Kontron
InterphaseINDUSTRY INSIGHT
CompactPCI and Switched Fabrics
Advanced Switching on CompactPCI Express
Advanced Switching can be used within CompactPCIe to allow multiple CPU boards and dynamically mapped I/O in high- performance, network topologies.
STEVE COOPER, ONE STOP SYSTEMS
Advanced Switching Interface (ASI) is an extension to PCIe that allows CPU-to-CPU communication and dynamic I/O mapping to work on top of the basic PCIe functionality. For multi-CPU systems, this provides a unification of the CPU-to-CPU communications bus and the I/O bus structure. This unification provides dramatic improvements in performance, system cost and fault tolerance. With CompactPCIe, ASI bridge and switch components becoming available in 2006, new systems that incorporate ASI within CompactPCIe are suddenly within reach.
CompactPCI was developed in 1996 as a standard bus structure that combined the cost-effective PC bus architecture (PCI) with the popular Eurocard industrial board form-factor. This combination quickly became the world s most popular bus structure for industrial, communications, military and test systems where PCI is used in a rugged form-factor. In 2005, the PICMG standards body defined a new CompactPCI specification that incorporates the new PCI Express (PCIe) bus in place of the original PCI bus.

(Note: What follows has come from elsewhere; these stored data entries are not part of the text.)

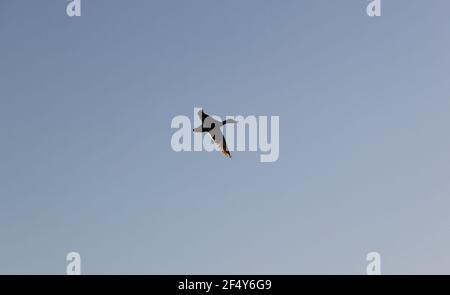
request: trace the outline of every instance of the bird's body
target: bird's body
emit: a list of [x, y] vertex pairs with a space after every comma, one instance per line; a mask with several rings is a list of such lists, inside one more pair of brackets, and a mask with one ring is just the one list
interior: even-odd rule
[[224, 154], [225, 157], [231, 158], [231, 153], [227, 148], [227, 142], [225, 141], [225, 137], [222, 134], [222, 131], [220, 130], [220, 127], [227, 123], [237, 123], [233, 119], [228, 119], [225, 121], [217, 121], [205, 112], [203, 110], [198, 111], [198, 116], [200, 117], [200, 120], [202, 120], [202, 125], [198, 126], [197, 128], [194, 128], [192, 131], [194, 132], [207, 132], [210, 136], [212, 141], [218, 146], [220, 151]]

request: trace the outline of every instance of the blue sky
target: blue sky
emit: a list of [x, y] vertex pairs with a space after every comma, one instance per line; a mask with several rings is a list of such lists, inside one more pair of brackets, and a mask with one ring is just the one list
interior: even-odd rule
[[[450, 273], [450, 4], [0, 3], [0, 273]], [[175, 153], [280, 116], [280, 157]]]

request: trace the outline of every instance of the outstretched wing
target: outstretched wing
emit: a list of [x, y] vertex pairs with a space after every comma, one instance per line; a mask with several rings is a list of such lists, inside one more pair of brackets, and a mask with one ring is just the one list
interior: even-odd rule
[[222, 131], [220, 131], [220, 128], [214, 128], [209, 131], [208, 134], [211, 136], [214, 144], [224, 154], [224, 156], [231, 158], [230, 151], [227, 148], [227, 142], [225, 141], [225, 137], [223, 136]]
[[219, 126], [221, 124], [220, 121], [217, 121], [207, 113], [203, 111], [203, 109], [199, 110], [197, 113], [200, 120], [202, 120], [203, 127], [209, 128], [214, 123], [215, 126]]
[[202, 120], [202, 122], [203, 120], [205, 120], [206, 117], [209, 117], [205, 112], [203, 112], [203, 109], [199, 110], [197, 114], [200, 120]]

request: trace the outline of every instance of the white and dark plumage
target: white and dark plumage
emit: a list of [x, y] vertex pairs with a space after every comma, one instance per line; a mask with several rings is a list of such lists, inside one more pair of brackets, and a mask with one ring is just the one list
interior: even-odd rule
[[192, 129], [192, 131], [207, 132], [211, 136], [211, 139], [214, 141], [219, 150], [225, 155], [225, 157], [231, 158], [230, 151], [227, 148], [227, 142], [225, 141], [225, 137], [223, 136], [220, 127], [227, 123], [237, 123], [237, 121], [233, 119], [227, 119], [220, 122], [203, 112], [203, 110], [198, 111], [198, 116], [200, 117], [200, 120], [202, 120], [202, 125]]

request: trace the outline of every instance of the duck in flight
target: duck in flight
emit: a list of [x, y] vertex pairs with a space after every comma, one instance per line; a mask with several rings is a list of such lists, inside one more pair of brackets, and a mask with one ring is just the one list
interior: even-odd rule
[[227, 142], [225, 141], [225, 137], [223, 136], [222, 131], [220, 131], [220, 127], [228, 123], [237, 123], [237, 121], [233, 119], [227, 119], [220, 122], [203, 112], [203, 110], [198, 111], [198, 116], [200, 117], [200, 120], [202, 120], [202, 125], [192, 129], [192, 131], [207, 132], [209, 136], [211, 136], [211, 139], [219, 148], [219, 150], [225, 155], [225, 157], [231, 158], [230, 151], [227, 148]]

The CompactPCIe specification replaced the P1 and P2 connectors with four connectors that provide the new PCIe bus as well as enhanced power capabilities to each board (Figure 1). The bottom connector provides high current connections for incoming power; the second and third connectors provide the PCIe differential pairs for multiple PCIe buses to be routed from each board to the backplane. The top connector provides specialized I/O signals for user I/O or for PXI extensions for instrumentation.
Since PCIe provides point-to-point connections, a switch is needed to connect the CPU to multiple I/O slots. Within the basic PCIe architecture a single CPU board is connected through a switch to multiple I/O boards (Figure 2a).
ASI within CompactPCIe
Advanced Switching Interface is a protocol that resides on top of the basic PCIe packets and adds additional routing information to each packet. This extra protocol allows the PCIe topology to be extended to support full network topologies that include multiple CPUs and dynamically mapable I/O, as shown in Figure 2b.

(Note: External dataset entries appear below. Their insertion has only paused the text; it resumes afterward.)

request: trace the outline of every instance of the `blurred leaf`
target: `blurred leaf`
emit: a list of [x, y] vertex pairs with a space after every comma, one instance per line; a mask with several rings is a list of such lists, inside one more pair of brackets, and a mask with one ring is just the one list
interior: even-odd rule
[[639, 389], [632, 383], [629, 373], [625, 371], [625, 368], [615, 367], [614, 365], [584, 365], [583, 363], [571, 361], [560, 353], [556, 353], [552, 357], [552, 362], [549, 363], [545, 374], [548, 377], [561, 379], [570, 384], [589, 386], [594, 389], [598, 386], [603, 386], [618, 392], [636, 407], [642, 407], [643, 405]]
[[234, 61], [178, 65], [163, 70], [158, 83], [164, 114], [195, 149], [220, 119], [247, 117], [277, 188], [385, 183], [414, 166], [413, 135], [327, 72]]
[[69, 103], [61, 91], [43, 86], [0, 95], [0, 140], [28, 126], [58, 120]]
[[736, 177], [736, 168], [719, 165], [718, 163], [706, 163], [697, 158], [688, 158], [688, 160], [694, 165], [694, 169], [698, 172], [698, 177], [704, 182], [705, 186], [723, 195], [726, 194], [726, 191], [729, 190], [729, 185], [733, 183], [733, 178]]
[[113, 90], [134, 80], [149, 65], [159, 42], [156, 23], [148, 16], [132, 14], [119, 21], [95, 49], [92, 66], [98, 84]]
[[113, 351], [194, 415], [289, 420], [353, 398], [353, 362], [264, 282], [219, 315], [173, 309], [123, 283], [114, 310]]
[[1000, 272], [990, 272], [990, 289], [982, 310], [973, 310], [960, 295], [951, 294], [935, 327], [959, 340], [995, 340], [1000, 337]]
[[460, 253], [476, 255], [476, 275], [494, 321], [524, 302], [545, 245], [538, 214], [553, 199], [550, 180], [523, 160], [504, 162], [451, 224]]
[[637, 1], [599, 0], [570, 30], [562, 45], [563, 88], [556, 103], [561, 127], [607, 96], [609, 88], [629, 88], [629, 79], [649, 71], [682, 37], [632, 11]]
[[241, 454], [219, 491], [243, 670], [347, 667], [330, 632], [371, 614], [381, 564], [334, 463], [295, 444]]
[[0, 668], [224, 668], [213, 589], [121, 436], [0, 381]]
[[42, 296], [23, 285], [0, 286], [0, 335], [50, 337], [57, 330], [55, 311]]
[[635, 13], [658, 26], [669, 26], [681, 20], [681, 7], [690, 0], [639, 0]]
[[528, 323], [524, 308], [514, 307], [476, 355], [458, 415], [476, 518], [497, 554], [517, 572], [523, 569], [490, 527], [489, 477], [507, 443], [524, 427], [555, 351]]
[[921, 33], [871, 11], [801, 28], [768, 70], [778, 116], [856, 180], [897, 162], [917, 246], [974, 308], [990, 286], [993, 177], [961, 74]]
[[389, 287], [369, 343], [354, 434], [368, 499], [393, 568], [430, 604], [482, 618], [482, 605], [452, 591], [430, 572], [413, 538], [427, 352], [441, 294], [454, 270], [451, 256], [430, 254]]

PCIe I/O boards can continue to be used unchanged. This is accomplished by mapping each I/O function to an individual CPU board. I/O board mapping is dynamic, initially being set during system initialization, but later being changed due to hot-swap events or CPU board failures that require re-mapping.

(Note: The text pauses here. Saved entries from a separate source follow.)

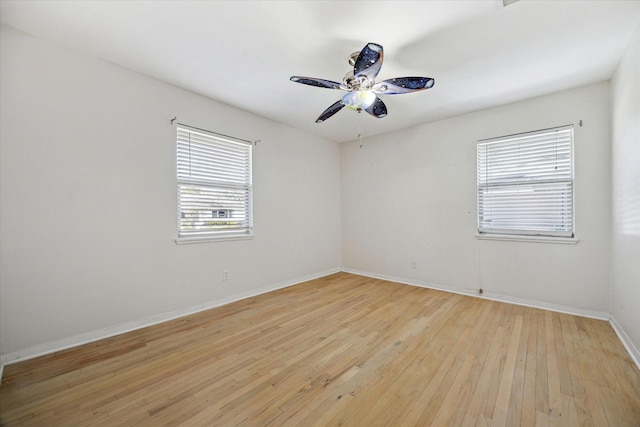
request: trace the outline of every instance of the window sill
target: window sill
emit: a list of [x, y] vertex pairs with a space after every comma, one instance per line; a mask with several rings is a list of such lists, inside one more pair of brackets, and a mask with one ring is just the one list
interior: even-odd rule
[[192, 243], [228, 242], [231, 240], [251, 240], [254, 234], [243, 234], [238, 236], [209, 236], [209, 237], [178, 237], [176, 245], [187, 245]]
[[575, 237], [521, 236], [515, 234], [476, 234], [478, 240], [503, 240], [530, 243], [556, 243], [575, 245], [579, 242]]

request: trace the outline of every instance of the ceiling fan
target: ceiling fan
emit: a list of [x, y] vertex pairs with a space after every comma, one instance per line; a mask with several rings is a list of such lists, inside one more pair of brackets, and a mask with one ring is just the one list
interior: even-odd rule
[[309, 86], [348, 92], [342, 99], [324, 110], [316, 119], [316, 123], [324, 122], [344, 107], [359, 113], [364, 110], [374, 117], [382, 118], [387, 115], [387, 106], [378, 98], [378, 95], [418, 92], [432, 88], [435, 83], [431, 77], [396, 77], [376, 83], [375, 78], [380, 72], [383, 58], [384, 51], [381, 45], [367, 43], [360, 52], [354, 52], [349, 56], [349, 65], [353, 66], [353, 71], [349, 71], [344, 76], [342, 83], [302, 76], [293, 76], [290, 80]]

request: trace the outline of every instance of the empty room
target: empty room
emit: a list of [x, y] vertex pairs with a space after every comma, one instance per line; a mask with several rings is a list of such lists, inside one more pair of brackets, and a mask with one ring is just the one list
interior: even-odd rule
[[0, 20], [0, 426], [640, 426], [640, 1]]

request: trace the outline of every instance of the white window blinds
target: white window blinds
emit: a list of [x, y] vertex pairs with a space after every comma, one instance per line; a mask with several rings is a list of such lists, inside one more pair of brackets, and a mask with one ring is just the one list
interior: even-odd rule
[[178, 240], [252, 234], [252, 144], [177, 129]]
[[573, 126], [477, 148], [480, 234], [573, 237]]

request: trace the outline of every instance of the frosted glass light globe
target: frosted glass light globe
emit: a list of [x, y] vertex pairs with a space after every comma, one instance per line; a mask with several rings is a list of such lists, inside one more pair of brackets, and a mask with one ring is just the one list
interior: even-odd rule
[[342, 102], [352, 110], [366, 110], [376, 100], [376, 94], [368, 90], [354, 90], [342, 97]]

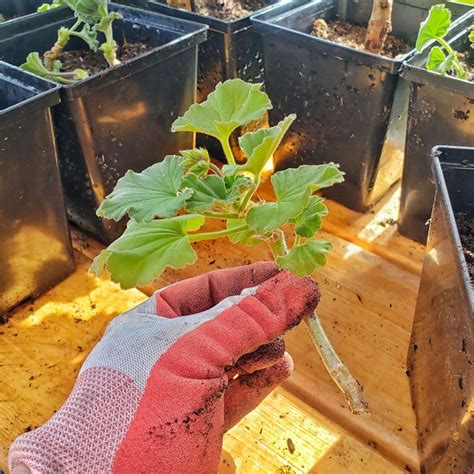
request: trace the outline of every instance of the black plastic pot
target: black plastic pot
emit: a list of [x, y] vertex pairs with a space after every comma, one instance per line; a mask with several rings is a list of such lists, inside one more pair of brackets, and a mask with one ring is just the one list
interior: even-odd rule
[[[123, 15], [114, 23], [118, 42], [145, 41], [153, 49], [120, 66], [61, 89], [54, 108], [61, 174], [69, 217], [102, 242], [123, 223], [95, 211], [128, 169], [141, 171], [167, 154], [192, 147], [191, 133], [171, 133], [171, 124], [195, 101], [197, 45], [206, 26], [112, 4]], [[30, 51], [43, 52], [69, 10], [0, 26], [0, 59], [20, 64]], [[69, 49], [83, 49], [71, 41]]]
[[[405, 5], [411, 5], [417, 8], [423, 8], [429, 10], [433, 5], [439, 5], [443, 3], [447, 8], [451, 10], [452, 18], [458, 18], [461, 15], [467, 13], [472, 5], [467, 3], [458, 3], [456, 1], [440, 1], [440, 0], [395, 0], [397, 3], [404, 3]], [[467, 0], [468, 1], [468, 0]]]
[[474, 453], [474, 281], [456, 216], [474, 218], [474, 148], [438, 147], [433, 155], [436, 194], [408, 366], [421, 472], [467, 473]]
[[0, 315], [74, 269], [50, 107], [59, 88], [0, 62]]
[[26, 15], [36, 14], [44, 0], [1, 0], [0, 15], [3, 21], [11, 21]]
[[[310, 33], [318, 18], [367, 25], [371, 8], [371, 0], [314, 0], [283, 15], [268, 12], [253, 17], [263, 35], [266, 87], [274, 105], [271, 121], [291, 112], [298, 116], [275, 156], [277, 167], [340, 163], [346, 181], [326, 194], [357, 211], [369, 208], [401, 173], [403, 85], [394, 110], [392, 104], [402, 61]], [[413, 44], [426, 14], [395, 4], [394, 33]], [[383, 153], [389, 121], [394, 125], [393, 143]]]
[[[256, 12], [284, 11], [291, 8], [290, 5], [307, 1], [265, 0], [267, 6]], [[237, 20], [220, 20], [170, 7], [164, 1], [119, 0], [119, 3], [208, 25], [207, 41], [199, 46], [197, 94], [199, 102], [205, 100], [219, 82], [227, 79], [240, 78], [249, 82], [263, 82], [262, 39], [252, 27], [251, 15]], [[215, 139], [199, 135], [197, 140], [198, 145], [208, 148], [213, 156], [223, 158], [221, 147]], [[232, 137], [231, 141], [234, 152], [238, 152], [237, 137]]]
[[[450, 44], [456, 50], [468, 48], [467, 29], [473, 21], [474, 10], [453, 23]], [[422, 243], [434, 197], [431, 149], [439, 143], [474, 145], [474, 83], [424, 69], [429, 49], [402, 71], [410, 81], [410, 105], [398, 222], [402, 234]]]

CPU boards need to have their PCIe bus signals converted to ASI-compliant signals before they can communicate within the network topology. This is accomplished by sending each PCIe bus from the CPU through a PCIe-to-ASI bridge component. The specifications allow this component to be placed on the CPU board or on the switch board. If the bridge component is placed on the switch board, then off-the-shelf CPU boards can be used unchanged within a tree or a network topology. In this case, the only element that changes between the tree and network topology is the switch board.
CompactPCI has built in flexibility in that its P3, P4 and P5 connectors are available for user defined rear I/O or secondary buses or interconnects. Several uses for these connectors have themselves become standardized. One of the most popular of these is PICMG 2.16, which defines how 1 Gbit Ethernet can be routed through the P3 connectors to a special 2.16 switch slot. This mechanism allows multiple CPU boards to intercommunicate via the Ethernet in a network topology. Split backplane solutions have extended this concept to allow multiple CPU domains (isolated CPU and I/O slots) to be integrated within a single system, with the CPU boards connected by Ethernet routed via 2.16.
ASI as an Upgrade Path for 2.16 Systems
ASI within CompactPCIe provides a particularly attractive upgrade path to 2.16-based systems. The advantages of ASI include 10x higher performance, lower costs and dynamic I/O mapping. A basic comparison between ASI and 2.16 solutions is shown in Table 1.
ASI performance depends on the lane width of the underlying PCIe buses. Typical systems will include two independent x4 PCIe bus interfaces from each CPU board. Each of these interfaces operates at 10 Gbits/s. Higher performance is achievable by boards that utilize x8 or x16 interfaces, or from the move to Gen 2 timing, which is expected to become available in late 2007.
Lower costs result from the combination of two buses (PCI and Ethernet in 2.16) into one PCIe bus that performs both functions. CPU boards don t need to drive the extra Ethernet ports into the backplane, and an expensive 2.16 switch board is eliminated. The CompactPCIe with ASI solution does require its own switch board, but this function provides both the I/O board fan-out and multiprocessor switching functions.